To była jedna z tych letnich nocy spędzonych w dużym, niebieskim namiocie ustawionym w ogrodzie państwa Szczęsnych. Weronika świeciła latarką prosto w oczy Wojtka kiedy to on próbował trafić
ją
jedną z wcześniej przyniesionych z domu poduszek. Wymknęła się z namiotu z wesołym piskiem a on pobiegł za nią. Kiedy wreszcie ją dopadł, przewrócił na trawę i zaczął łaskotać a Weronika nie mogła wytrzymać ze śmiechu.
- Rozejm? -
- Jak najbardziej. - Wyjąkała starając się pohamować śmiech. Położył się obok niej, tak, że niemal stykali się głowami. W ciszy spoglądali w rozgwieżdżone niebo i chyba snuli plany na przyszłość.

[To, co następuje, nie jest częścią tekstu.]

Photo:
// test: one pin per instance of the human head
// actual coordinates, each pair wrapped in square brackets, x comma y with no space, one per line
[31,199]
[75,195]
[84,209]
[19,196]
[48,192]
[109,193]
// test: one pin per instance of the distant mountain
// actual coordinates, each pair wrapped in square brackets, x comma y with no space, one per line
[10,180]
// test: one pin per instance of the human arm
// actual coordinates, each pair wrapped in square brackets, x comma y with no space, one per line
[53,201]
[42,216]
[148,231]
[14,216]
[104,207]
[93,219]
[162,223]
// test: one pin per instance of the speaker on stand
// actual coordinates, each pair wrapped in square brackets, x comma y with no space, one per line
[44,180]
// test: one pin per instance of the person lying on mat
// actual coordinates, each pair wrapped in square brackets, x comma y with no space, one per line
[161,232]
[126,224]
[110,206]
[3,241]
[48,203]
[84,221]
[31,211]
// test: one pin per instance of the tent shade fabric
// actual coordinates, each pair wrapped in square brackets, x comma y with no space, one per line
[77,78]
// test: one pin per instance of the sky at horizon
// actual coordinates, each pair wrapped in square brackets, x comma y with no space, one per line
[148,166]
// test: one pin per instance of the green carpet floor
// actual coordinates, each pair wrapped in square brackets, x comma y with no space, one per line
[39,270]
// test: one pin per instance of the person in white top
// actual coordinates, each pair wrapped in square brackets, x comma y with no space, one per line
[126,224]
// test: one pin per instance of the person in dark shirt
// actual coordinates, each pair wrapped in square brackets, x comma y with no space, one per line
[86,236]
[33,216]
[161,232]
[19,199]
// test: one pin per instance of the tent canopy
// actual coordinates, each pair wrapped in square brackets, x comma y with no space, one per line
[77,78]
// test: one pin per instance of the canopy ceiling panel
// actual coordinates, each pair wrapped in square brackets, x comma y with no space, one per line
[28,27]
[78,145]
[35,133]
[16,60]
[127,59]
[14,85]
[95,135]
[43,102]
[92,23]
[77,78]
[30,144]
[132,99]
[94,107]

- Wiesz? Ja też zostanę bramkarzem. - Rzucił nagle zupełnie poważnie powracając z powrotem do pozycji siedzącej. Spoglądał na Weronikę, która poszła w jego ślady a potem położyła dłoń na jego ramieniu.
- A ja jak dorosnę to postawię cię na bramce... w moim klubie nocnym. - Zaniosła się śmiechem i uciekła, ale on znowu zdążył ją złapać.